There's a reason OEMs are going to GDI. With correct fluid dynamics they can get it so that the spark-plug area sees a richer mixture that's easy to ignite, while the rest of the chamber gets a leaner mixture with EGR mixed in. Also no mixture loss during overlap of course.
The other reason is that injecting into the cylinder during the compression stroke uses the heat rise from compression to evaporate the fuel droplets. Even though gasoline has a low latent heat value, the latent heat energy taken out by spraying fuel into the chamber lowers the pre-spark temperatures enough to allow higher compression without knock. That effect is much more pronounced with alcohol fuels, as ethanol and especially methanol have very high latent heat values.

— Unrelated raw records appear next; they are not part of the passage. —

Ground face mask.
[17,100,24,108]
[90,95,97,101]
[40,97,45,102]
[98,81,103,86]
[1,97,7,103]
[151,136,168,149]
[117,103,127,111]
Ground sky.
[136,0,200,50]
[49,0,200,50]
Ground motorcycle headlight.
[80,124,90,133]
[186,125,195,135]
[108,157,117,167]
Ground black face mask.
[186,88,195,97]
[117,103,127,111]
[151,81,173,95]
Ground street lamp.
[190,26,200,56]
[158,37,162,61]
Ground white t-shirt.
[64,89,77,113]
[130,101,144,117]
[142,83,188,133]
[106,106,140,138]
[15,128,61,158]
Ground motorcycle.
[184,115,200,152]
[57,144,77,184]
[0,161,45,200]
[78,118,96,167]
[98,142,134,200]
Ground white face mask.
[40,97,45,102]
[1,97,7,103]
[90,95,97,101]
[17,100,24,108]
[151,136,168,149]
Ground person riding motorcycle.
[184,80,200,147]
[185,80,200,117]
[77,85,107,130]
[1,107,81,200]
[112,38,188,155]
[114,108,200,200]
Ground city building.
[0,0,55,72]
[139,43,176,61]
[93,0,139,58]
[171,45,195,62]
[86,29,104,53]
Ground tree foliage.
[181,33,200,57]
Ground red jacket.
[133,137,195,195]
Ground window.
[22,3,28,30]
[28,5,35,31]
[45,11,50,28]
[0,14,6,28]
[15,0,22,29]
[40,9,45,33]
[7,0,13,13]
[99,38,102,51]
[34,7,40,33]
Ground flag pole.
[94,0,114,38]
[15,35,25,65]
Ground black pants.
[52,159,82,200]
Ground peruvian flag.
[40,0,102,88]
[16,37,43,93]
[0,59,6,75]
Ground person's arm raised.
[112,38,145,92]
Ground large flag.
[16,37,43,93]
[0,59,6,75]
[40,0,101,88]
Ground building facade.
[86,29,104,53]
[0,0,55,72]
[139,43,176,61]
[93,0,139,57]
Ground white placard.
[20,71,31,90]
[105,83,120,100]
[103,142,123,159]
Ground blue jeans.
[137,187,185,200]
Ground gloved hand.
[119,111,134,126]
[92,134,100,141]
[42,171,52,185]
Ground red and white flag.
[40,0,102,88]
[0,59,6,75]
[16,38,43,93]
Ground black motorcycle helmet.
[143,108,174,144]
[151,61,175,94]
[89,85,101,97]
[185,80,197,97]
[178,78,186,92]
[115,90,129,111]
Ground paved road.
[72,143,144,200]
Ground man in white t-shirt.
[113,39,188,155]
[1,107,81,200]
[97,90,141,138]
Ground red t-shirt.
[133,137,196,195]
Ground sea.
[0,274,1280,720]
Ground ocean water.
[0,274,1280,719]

There's an MIT paper on that and Ford is building an engine that uses it: Direct alcohol injection combined with port gasoline injection at low loads for a turbo engine. The MIT guys calculated that a 12:1 static compression engine, with peripheral direct alcohol injection (high swirl ratio) can run at up to 4 bar of boost without detonation:
http://lfee.mit.edu/public/LFEE%202006-01%20RP.pdf
That's also the reason I would never do water injection pre-turbo or in a plenum. Getting the water as much as possible in droplet form into the combustion chamber uses their high latent heat value during the compression stroke. This lowers the pre-spark temperatures, and thus the knock threshhold, much more than diluting the charge with water vapour would.